If like me you have never been to Heybridge Basin, you really must it is a wonderful place.

Sunday, 24 January 2016

Rainham - Raven & Bittern

Spent most of today at RSPB Rainham Marshes, arrived at the small car park on the landfill at 07.45. An overcast start to the day with just a little bright redness in the sky to the east.

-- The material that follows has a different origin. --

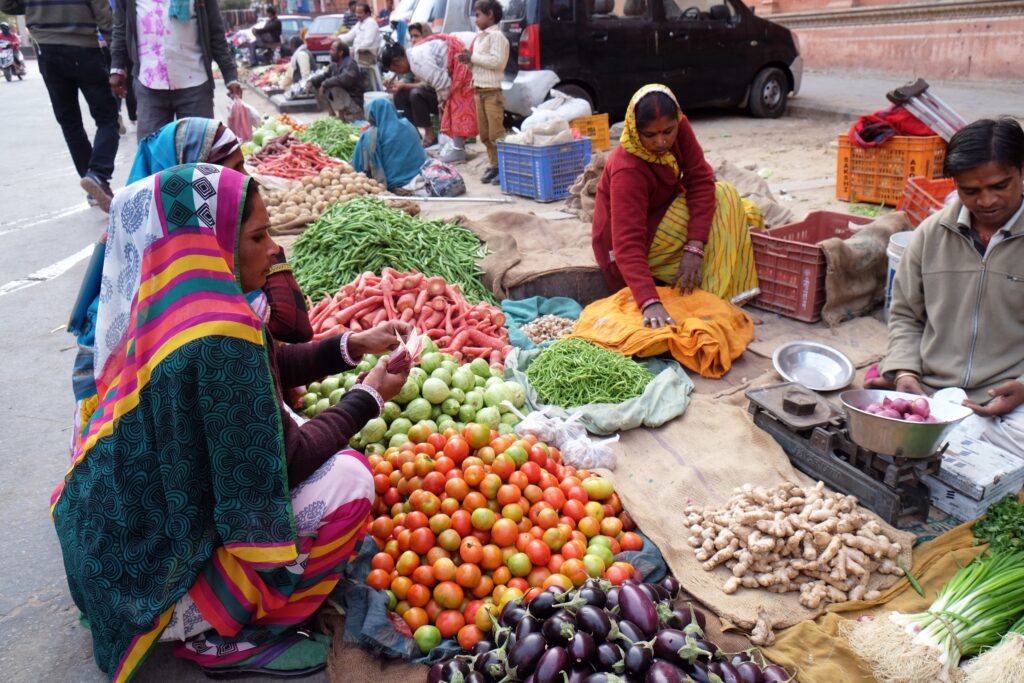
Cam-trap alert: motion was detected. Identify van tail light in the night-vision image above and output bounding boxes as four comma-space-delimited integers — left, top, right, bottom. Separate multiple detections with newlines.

Looking east from small car park

Walking around to the serin mound I still had my wide angle lens on the camera, big mistake as the Siberian Chiffchaff showed well and calling for about a minute before disappearing. Wennington Marsh was relatively quiet with just one Marsh Harrier worth noting. Walking up and over the landfill site Skylarks were already up and singing and a few Meadow Pipits were also seen. On the reserve the reedbed feeders were busy and I sat a while and took a few snaps.
Great Tit

Grey Squirrel

Reed Bunting

Blue Tit


From the Ken Barret hide Raven was seen over the marsh and a Lapwing fed on an island in front of the hide.

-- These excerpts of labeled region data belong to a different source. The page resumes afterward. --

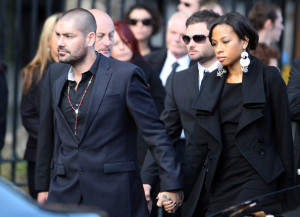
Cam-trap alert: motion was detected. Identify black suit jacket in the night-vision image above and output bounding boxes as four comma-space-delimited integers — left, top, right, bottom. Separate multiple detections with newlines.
183, 57, 295, 217
145, 48, 197, 78
0, 60, 8, 152
35, 63, 70, 191
145, 48, 168, 75
287, 58, 300, 175
141, 64, 199, 186
48, 55, 181, 217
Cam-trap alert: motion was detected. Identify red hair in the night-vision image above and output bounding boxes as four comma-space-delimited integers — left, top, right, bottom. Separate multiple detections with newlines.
114, 21, 143, 62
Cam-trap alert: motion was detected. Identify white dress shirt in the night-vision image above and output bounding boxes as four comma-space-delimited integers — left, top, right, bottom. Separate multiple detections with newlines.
159, 51, 191, 86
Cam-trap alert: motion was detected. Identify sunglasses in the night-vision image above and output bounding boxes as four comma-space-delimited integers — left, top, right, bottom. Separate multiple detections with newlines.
182, 35, 208, 45
182, 2, 191, 8
129, 19, 153, 26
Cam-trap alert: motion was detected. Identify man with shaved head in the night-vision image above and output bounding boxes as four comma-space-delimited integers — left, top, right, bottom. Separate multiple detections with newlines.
35, 9, 114, 204
37, 8, 182, 217
89, 9, 115, 57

Near the western end of the northern boardwalk I had some luck. There are two benches where you can view the Peregrine's favourite pylon and one was sat at the top. I set my scope on it and sat down to eat my sarnies, a couple passed by and stopped to look through my scope at the Peregrine. The lady asked if I had seen any harriers, I said yes there were two distant ones earlier, to which she said is that large bird one? I stood up to see a Bittern flying across the reed tops, what a stroke of luck, because if the couple hadn't passed by, I would have been sat eating my lunch and missed it!

Friday, 1 January 2016

New Year's Day at Rainham Marshes

With the reserve open at 7am this morning, I managed to get there for 8am and the sun was shining with little wind...a great day lay ahead. In the woodland I saw three Goldcrests a species which eluded me in 2015! At least 7 Song Thrushes were in full voice and added to a very enjoyable walk.

The Barn Owl was watching us from the comfort of his box and then another species which managed to hide from me last year, the Dartford Warbler although elusive showed fairly well at times.

counted eight Stonechats today

Kestrel showed really well along the seawall

Managed 70 species which also included Egyptian Goose, Short-eared Owl and Common Buzzard.